Pasa el niño junto a mí de la mano del padre bajo el sol de la mañana.La calle aún está vacía, llena sólo de coches aparcados.
El niño pregunta al padre súbitamente: Papá, dime, ¿y se ha muerto para siempre?
El padre le responde con voz bondadosa: sí, hijo, se ha muerto para siempre.
Y la pregunta queda suspendida en el aire frío de la mañana, pegada a los árboles, al seto del jardín, detenida entre los coches aparcados, suspendida en el campanario de la iglesia.
La pregunta no sabe dónde ir.
El niño, siempre el niño, ese poeta involuntario de la vida, poeta de preguntas sin respuesta, el alma pura del niño que no es sino el alma de Dios.

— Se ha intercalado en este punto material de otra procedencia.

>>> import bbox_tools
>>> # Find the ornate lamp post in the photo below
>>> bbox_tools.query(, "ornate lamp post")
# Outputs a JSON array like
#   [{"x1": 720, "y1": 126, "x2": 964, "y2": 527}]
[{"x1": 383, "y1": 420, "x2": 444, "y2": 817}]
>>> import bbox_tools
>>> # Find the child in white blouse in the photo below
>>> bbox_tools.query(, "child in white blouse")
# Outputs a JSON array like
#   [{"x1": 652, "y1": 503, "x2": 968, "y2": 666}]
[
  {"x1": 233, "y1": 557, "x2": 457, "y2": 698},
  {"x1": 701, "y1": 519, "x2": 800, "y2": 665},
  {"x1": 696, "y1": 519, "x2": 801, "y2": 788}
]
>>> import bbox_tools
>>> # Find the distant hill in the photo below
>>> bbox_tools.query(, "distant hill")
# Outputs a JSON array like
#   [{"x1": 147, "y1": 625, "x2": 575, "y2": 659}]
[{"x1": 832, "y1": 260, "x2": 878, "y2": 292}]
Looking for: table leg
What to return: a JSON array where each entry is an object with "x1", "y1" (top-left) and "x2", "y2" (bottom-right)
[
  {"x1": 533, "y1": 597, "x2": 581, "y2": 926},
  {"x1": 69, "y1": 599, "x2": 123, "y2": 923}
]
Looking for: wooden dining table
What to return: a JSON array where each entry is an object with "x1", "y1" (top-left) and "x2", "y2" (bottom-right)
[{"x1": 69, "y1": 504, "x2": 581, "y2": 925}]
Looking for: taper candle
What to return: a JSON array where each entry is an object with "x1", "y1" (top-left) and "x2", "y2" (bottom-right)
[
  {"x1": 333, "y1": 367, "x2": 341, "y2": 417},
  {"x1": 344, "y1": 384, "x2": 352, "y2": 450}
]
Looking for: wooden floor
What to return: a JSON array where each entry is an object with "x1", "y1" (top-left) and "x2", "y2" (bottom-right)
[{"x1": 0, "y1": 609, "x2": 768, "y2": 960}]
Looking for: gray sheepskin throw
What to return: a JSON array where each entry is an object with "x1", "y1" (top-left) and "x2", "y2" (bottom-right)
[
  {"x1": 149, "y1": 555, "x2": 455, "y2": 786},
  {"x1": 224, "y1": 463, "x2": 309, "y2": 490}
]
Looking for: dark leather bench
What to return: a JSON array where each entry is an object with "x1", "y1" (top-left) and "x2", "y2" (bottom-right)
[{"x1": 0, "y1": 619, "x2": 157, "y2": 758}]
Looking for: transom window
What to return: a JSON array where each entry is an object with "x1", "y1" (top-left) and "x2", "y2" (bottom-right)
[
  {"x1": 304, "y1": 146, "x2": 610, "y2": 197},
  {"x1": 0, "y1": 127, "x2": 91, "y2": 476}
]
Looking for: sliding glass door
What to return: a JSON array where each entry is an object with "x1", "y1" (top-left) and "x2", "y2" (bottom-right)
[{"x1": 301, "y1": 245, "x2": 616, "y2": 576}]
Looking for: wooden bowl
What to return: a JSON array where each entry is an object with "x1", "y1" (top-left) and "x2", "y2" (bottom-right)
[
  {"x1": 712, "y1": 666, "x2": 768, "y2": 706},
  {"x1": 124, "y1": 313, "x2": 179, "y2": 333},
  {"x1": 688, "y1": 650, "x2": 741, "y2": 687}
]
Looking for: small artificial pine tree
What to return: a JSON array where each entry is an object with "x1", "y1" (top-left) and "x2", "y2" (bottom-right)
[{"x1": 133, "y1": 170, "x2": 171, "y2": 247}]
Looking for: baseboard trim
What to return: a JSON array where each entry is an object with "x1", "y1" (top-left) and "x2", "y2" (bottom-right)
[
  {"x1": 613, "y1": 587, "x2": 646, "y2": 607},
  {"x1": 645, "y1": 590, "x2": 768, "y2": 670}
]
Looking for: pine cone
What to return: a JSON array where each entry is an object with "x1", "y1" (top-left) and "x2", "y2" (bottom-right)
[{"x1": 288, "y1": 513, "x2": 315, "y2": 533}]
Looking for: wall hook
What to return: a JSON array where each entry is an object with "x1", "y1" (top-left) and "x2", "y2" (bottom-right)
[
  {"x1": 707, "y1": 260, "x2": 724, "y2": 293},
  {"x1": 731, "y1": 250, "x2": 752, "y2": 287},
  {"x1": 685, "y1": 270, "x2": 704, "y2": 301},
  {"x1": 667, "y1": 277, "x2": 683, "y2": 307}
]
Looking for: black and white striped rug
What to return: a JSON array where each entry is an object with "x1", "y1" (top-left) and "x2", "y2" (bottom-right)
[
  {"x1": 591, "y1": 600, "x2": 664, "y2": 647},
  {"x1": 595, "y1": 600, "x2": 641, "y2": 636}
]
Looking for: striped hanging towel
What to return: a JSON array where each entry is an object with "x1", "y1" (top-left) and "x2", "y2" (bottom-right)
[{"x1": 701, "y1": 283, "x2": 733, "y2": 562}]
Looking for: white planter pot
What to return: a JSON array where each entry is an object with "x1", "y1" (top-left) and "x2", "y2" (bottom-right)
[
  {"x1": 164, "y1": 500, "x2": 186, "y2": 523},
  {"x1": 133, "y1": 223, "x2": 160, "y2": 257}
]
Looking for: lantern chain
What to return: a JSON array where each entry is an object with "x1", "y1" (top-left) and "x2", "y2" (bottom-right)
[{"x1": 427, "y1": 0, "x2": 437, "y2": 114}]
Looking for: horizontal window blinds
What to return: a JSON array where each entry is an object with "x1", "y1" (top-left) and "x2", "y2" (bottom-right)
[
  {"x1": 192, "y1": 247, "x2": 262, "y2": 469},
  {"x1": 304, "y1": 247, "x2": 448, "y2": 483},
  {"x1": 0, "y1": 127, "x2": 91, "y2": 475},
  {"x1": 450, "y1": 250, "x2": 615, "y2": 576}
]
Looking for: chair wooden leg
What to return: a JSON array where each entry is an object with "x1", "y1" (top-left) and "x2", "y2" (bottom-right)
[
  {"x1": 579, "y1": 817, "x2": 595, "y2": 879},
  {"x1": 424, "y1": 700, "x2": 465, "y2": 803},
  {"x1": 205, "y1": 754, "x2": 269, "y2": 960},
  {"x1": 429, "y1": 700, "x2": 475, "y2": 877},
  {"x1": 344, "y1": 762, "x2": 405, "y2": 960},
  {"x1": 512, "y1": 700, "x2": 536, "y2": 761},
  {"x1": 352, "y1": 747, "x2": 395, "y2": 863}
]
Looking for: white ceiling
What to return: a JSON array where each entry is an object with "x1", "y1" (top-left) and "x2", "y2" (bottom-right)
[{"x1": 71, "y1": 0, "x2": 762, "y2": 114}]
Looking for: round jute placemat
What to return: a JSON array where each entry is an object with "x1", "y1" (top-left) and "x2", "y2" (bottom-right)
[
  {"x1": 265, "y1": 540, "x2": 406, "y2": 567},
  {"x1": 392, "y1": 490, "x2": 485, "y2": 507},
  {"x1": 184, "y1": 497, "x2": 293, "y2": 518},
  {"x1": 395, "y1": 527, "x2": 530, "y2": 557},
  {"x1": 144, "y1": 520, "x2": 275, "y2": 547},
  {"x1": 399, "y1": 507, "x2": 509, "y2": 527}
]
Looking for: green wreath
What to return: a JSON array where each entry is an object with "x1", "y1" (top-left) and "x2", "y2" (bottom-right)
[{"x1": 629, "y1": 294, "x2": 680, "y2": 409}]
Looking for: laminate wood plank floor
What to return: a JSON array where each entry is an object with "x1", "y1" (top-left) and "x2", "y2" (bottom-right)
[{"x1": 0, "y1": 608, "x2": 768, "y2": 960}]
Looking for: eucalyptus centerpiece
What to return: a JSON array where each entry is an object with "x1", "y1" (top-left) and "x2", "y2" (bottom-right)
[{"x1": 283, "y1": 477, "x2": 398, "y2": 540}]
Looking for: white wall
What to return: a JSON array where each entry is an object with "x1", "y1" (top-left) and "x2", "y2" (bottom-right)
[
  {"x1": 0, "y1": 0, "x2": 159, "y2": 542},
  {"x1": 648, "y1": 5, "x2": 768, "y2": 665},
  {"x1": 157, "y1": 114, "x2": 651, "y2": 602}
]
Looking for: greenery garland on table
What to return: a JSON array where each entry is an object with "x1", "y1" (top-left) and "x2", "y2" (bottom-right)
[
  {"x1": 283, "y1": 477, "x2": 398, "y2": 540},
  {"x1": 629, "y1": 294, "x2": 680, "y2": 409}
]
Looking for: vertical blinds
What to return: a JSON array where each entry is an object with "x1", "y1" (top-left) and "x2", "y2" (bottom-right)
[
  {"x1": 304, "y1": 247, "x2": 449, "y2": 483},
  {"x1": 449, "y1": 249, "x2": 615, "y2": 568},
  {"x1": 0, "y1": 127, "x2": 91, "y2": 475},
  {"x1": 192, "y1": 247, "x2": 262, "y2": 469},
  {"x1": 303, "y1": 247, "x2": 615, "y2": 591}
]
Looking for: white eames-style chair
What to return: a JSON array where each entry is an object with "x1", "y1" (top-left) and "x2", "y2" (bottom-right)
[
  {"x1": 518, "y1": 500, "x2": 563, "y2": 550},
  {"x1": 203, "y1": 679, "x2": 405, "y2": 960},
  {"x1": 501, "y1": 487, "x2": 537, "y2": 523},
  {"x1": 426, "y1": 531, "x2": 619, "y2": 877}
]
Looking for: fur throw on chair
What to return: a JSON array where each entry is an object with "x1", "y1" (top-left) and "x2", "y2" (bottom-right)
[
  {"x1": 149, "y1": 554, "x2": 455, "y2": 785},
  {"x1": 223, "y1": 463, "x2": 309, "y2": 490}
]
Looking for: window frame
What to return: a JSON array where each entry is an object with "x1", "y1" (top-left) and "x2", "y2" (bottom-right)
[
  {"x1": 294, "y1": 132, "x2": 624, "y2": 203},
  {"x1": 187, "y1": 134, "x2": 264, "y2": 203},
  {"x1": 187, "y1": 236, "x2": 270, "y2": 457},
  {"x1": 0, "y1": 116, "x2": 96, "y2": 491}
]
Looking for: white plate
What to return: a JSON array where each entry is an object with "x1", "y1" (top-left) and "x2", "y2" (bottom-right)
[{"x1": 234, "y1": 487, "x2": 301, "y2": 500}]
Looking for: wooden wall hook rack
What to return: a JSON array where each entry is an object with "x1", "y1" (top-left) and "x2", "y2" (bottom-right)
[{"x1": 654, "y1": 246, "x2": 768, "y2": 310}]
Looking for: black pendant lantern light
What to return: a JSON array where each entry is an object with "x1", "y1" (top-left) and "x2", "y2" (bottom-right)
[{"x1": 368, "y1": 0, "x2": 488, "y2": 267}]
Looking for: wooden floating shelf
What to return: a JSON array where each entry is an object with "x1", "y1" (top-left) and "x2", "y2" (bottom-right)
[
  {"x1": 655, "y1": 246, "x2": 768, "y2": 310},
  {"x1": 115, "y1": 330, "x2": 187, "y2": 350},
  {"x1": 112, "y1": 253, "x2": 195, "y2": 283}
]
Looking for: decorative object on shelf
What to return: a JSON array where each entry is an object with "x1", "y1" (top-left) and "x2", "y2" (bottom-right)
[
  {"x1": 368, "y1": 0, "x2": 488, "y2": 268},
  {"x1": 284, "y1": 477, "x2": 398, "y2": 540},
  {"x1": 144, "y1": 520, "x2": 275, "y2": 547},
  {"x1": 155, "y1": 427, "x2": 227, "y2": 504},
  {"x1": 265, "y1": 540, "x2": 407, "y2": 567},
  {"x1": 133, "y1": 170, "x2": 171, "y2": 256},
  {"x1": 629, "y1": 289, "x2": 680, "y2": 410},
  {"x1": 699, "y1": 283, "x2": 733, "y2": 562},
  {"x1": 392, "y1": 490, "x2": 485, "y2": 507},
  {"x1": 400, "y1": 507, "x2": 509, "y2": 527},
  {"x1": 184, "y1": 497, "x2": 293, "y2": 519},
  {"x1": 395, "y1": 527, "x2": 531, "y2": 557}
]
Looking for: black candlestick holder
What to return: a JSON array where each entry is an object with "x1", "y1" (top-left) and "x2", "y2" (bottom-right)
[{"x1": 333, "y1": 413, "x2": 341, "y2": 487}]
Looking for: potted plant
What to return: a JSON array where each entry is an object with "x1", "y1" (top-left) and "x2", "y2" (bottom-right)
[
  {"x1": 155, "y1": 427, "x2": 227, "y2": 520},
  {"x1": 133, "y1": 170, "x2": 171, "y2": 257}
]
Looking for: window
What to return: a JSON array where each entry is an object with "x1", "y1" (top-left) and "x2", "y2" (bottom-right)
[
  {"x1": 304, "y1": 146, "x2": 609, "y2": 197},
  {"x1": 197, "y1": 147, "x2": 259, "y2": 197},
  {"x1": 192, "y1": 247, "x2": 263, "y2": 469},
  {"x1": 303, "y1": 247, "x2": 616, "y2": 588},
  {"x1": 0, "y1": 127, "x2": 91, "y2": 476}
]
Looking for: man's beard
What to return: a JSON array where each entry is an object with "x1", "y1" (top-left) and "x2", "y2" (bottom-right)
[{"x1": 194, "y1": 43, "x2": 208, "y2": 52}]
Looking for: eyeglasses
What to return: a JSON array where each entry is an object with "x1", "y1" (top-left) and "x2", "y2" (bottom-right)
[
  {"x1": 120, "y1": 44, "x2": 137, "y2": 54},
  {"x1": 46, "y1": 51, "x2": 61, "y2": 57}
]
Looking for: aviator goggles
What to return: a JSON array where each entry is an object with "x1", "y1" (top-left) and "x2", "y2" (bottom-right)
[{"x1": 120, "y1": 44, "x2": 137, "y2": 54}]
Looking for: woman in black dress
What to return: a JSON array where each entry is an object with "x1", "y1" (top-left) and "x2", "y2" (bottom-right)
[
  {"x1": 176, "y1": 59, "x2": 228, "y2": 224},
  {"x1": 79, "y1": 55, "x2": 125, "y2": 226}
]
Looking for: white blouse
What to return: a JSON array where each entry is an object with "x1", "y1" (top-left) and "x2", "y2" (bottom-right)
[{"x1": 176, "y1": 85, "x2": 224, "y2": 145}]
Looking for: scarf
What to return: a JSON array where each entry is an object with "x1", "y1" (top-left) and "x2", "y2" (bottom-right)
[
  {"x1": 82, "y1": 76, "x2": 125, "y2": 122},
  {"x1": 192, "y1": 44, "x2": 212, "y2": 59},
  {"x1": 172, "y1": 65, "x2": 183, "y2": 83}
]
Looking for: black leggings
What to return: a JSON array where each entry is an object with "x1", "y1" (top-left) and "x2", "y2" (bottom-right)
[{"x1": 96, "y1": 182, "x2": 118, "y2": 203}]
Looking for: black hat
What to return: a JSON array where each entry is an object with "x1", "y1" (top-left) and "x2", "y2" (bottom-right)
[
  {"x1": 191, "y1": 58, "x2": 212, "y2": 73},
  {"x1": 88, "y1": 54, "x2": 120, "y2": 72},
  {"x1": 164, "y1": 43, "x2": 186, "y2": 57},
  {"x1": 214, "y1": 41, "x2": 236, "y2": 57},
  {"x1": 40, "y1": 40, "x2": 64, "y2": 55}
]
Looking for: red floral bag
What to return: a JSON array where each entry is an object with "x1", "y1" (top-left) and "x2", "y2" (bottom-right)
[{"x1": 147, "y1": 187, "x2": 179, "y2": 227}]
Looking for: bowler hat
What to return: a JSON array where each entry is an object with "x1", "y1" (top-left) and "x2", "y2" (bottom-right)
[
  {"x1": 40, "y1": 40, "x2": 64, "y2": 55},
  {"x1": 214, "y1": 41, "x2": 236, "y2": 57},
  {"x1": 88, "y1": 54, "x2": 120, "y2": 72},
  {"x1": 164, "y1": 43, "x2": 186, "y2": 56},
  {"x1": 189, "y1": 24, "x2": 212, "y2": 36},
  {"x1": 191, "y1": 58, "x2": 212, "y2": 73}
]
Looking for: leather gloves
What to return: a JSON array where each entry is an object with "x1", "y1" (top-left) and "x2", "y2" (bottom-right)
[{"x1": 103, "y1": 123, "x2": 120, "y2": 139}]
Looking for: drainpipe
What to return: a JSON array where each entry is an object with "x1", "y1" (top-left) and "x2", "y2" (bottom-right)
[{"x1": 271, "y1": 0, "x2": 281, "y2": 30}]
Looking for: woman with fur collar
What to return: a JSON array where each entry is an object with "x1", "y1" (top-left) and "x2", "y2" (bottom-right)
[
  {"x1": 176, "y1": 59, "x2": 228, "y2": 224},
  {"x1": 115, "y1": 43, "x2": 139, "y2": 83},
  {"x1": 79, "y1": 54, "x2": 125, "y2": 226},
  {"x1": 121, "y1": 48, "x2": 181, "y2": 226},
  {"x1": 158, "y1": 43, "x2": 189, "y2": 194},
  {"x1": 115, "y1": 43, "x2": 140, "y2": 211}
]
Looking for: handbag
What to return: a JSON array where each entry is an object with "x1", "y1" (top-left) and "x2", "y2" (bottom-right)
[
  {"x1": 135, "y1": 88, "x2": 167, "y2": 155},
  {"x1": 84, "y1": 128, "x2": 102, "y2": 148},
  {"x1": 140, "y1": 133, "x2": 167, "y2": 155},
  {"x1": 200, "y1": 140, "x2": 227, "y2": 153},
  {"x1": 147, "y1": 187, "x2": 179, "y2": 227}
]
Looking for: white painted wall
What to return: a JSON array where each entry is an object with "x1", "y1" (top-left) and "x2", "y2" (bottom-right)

No comprendemos al niño porque no comprendemos a Dios.
Tampoco comprendemos al adulto porque no comprendemos que dentro lleva aún un niño.
El niño va preguntando por la vida pero no pretende obtener respuesta, él ya sabe la respuesta, pregunta sólo por comprobar qué respondemos, por ver si tenemos alguna respuesta.
El niño con el alma pura de Dios aún dentro.
El niño anticipándose al poeta siempre, más poeta que el poeta, más Dios que el mismo Dios.